Potentials for this next week...

  • Vanguard: Summon the Thunder, which I kept stealing peeks at this week.  I'm a hundred pages in already. 
  • Expiration Date by Sherril Jaffe. This is an advanced review copy sent to me by LibraryThing about a woman who is told she's going to drop dead in twenty-five years. I'm anticipating an Oedipal-like struggle with the idea of fate, though I assume it won't involve incest with her mom.
  • A History of Life on Earth, which is an epoch-by-epoch  account of biological evolution. Right now I'm reading about great big jellyfish. I didn't know most of our ages were named after English places.
  • Galileo's Finger: The Ten Great Ideas of Science, by Peter Atkins, which I purchased with some of my birthday money. When I first saw the thin pages and teeny text, I thought it might go unread for a while. The author's voice is  pretty alluring, though. 
  • ...I really should read something in history, though.  A month into 2010 and no history? That's out of character. Guess natural history sort of counts, but not really. 
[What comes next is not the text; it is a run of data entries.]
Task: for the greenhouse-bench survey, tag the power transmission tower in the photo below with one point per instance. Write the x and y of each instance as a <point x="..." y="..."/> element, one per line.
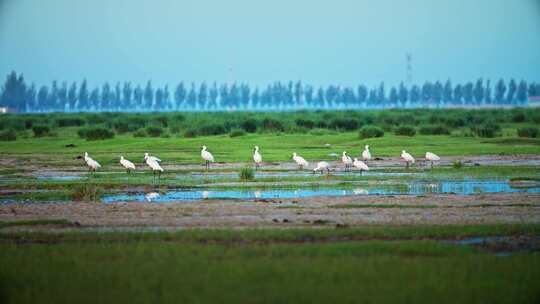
<point x="409" y="68"/>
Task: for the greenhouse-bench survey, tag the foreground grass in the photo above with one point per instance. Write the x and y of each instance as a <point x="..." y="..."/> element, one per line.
<point x="209" y="266"/>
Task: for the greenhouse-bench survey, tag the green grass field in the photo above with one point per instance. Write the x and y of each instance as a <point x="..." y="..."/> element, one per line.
<point x="274" y="148"/>
<point x="370" y="265"/>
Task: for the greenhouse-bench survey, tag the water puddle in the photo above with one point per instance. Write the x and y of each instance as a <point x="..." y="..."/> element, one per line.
<point x="414" y="188"/>
<point x="234" y="175"/>
<point x="59" y="177"/>
<point x="503" y="245"/>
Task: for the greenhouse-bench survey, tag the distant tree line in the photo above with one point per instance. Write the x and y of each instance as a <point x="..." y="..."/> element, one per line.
<point x="18" y="95"/>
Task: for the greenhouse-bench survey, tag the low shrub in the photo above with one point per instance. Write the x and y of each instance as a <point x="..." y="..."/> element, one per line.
<point x="96" y="133"/>
<point x="249" y="125"/>
<point x="306" y="123"/>
<point x="8" y="135"/>
<point x="487" y="130"/>
<point x="213" y="129"/>
<point x="12" y="123"/>
<point x="93" y="119"/>
<point x="434" y="130"/>
<point x="370" y="132"/>
<point x="154" y="131"/>
<point x="405" y="131"/>
<point x="531" y="132"/>
<point x="247" y="174"/>
<point x="40" y="131"/>
<point x="140" y="133"/>
<point x="161" y="121"/>
<point x="237" y="133"/>
<point x="190" y="133"/>
<point x="344" y="124"/>
<point x="69" y="122"/>
<point x="518" y="117"/>
<point x="320" y="132"/>
<point x="270" y="124"/>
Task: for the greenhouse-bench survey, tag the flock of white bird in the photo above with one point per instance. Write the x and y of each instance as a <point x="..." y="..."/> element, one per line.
<point x="322" y="166"/>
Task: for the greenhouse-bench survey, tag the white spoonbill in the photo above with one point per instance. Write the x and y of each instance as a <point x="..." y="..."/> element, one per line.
<point x="347" y="160"/>
<point x="300" y="161"/>
<point x="431" y="157"/>
<point x="322" y="166"/>
<point x="207" y="156"/>
<point x="126" y="164"/>
<point x="152" y="158"/>
<point x="366" y="155"/>
<point x="153" y="163"/>
<point x="257" y="157"/>
<point x="407" y="158"/>
<point x="360" y="165"/>
<point x="92" y="164"/>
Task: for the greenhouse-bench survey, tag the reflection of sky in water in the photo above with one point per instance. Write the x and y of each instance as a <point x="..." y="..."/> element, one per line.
<point x="417" y="188"/>
<point x="234" y="175"/>
<point x="60" y="177"/>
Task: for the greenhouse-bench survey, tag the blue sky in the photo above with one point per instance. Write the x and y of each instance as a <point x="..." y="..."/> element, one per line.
<point x="320" y="42"/>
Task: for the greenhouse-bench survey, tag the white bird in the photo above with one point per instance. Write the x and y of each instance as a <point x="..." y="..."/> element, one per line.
<point x="257" y="157"/>
<point x="407" y="158"/>
<point x="207" y="156"/>
<point x="300" y="160"/>
<point x="360" y="165"/>
<point x="322" y="166"/>
<point x="92" y="164"/>
<point x="347" y="160"/>
<point x="151" y="196"/>
<point x="153" y="163"/>
<point x="432" y="157"/>
<point x="366" y="155"/>
<point x="153" y="158"/>
<point x="127" y="164"/>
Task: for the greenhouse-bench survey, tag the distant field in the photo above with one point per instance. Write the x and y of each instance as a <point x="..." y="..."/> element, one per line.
<point x="232" y="136"/>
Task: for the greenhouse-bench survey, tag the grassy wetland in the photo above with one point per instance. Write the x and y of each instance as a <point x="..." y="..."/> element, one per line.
<point x="465" y="230"/>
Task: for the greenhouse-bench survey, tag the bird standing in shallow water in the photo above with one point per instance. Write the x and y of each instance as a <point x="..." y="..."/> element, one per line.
<point x="407" y="158"/>
<point x="257" y="157"/>
<point x="432" y="157"/>
<point x="366" y="155"/>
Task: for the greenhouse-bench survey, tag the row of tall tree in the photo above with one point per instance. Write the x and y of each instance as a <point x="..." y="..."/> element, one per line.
<point x="17" y="95"/>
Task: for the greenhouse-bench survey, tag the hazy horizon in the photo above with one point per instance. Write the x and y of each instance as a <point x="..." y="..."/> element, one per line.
<point x="343" y="43"/>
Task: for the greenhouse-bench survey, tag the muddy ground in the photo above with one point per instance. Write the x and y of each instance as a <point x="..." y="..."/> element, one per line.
<point x="308" y="212"/>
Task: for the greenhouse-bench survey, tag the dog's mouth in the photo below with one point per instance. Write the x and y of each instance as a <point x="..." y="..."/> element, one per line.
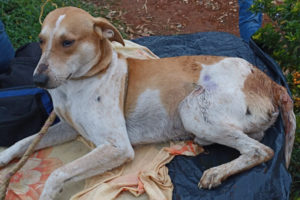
<point x="69" y="76"/>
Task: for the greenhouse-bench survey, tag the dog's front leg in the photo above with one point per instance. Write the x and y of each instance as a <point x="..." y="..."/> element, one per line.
<point x="114" y="152"/>
<point x="57" y="134"/>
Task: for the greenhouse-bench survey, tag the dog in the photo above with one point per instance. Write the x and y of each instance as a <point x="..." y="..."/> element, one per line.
<point x="119" y="102"/>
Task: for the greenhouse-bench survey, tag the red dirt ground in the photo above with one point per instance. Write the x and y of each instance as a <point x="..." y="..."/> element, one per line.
<point x="171" y="17"/>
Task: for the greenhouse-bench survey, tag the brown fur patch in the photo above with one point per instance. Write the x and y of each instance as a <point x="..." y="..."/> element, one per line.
<point x="174" y="77"/>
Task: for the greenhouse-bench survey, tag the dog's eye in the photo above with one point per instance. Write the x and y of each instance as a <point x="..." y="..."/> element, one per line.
<point x="68" y="43"/>
<point x="41" y="41"/>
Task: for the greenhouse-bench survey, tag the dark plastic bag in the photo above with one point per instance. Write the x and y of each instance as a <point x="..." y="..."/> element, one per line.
<point x="23" y="107"/>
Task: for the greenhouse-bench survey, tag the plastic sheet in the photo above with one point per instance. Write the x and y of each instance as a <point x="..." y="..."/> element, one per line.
<point x="269" y="180"/>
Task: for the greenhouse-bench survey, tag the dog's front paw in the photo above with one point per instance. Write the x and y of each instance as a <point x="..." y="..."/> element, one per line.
<point x="211" y="178"/>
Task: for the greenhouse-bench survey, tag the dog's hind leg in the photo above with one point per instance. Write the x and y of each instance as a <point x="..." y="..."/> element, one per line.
<point x="201" y="117"/>
<point x="252" y="153"/>
<point x="57" y="134"/>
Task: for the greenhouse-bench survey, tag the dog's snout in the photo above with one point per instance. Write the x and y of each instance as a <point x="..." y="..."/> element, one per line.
<point x="42" y="68"/>
<point x="40" y="80"/>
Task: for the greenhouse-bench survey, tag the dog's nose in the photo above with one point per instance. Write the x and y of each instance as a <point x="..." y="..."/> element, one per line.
<point x="40" y="80"/>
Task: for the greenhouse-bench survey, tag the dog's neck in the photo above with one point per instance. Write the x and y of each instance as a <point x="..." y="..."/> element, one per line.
<point x="104" y="61"/>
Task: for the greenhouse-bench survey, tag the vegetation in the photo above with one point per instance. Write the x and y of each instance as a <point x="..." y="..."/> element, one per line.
<point x="22" y="30"/>
<point x="281" y="39"/>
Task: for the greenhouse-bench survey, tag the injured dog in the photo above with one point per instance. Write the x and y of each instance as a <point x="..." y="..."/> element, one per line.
<point x="118" y="102"/>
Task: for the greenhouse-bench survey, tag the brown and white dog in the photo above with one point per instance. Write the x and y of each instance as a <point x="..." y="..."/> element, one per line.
<point x="118" y="102"/>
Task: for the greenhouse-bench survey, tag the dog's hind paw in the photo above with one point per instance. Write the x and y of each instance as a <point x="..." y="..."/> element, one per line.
<point x="211" y="178"/>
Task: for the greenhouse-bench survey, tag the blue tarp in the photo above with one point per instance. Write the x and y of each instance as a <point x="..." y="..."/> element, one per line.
<point x="267" y="181"/>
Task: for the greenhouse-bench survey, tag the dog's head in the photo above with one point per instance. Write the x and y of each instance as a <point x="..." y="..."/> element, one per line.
<point x="73" y="43"/>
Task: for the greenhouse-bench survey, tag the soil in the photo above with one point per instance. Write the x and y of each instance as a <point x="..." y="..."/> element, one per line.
<point x="171" y="17"/>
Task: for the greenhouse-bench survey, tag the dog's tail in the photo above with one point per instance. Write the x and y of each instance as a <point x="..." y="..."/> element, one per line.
<point x="285" y="103"/>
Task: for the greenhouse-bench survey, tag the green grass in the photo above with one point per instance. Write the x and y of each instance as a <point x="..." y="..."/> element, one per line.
<point x="21" y="17"/>
<point x="295" y="164"/>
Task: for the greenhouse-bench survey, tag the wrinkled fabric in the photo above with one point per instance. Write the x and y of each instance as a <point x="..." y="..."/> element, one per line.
<point x="147" y="173"/>
<point x="269" y="180"/>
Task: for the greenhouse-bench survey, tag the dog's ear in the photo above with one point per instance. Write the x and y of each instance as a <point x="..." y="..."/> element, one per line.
<point x="106" y="30"/>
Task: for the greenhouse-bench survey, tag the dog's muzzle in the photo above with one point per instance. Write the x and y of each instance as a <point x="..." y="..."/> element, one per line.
<point x="40" y="80"/>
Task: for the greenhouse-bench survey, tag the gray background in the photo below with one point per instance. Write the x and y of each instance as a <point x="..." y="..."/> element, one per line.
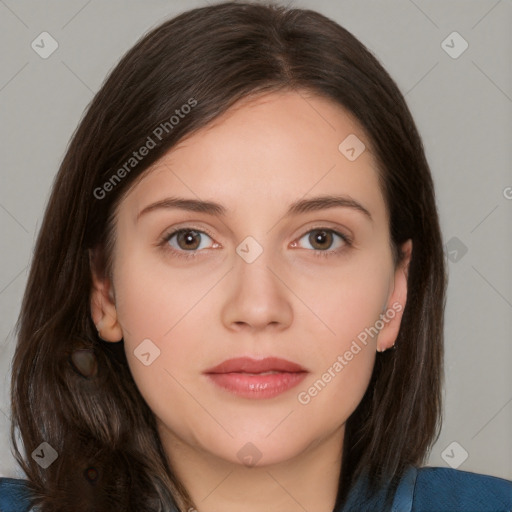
<point x="462" y="107"/>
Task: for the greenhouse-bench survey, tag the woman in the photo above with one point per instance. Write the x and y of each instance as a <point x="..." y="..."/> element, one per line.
<point x="236" y="298"/>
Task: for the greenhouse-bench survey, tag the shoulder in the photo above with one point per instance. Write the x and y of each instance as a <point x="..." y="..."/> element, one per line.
<point x="446" y="489"/>
<point x="14" y="495"/>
  1. A few more history books coming up from me, then when I switch to historical fiction (soon) I'll be reading more science, philosophy and politics for a change.

  2. Have you toned down the philosophy since finishing up work on your thesis? (Yours was about atheism and nihilism?)

  3. I've become very interested in history. I haven't lost my fascination with philosophy though - it's just more on the back burner these days.

    Full title was: The Death of God and the Challenge of Nihilism.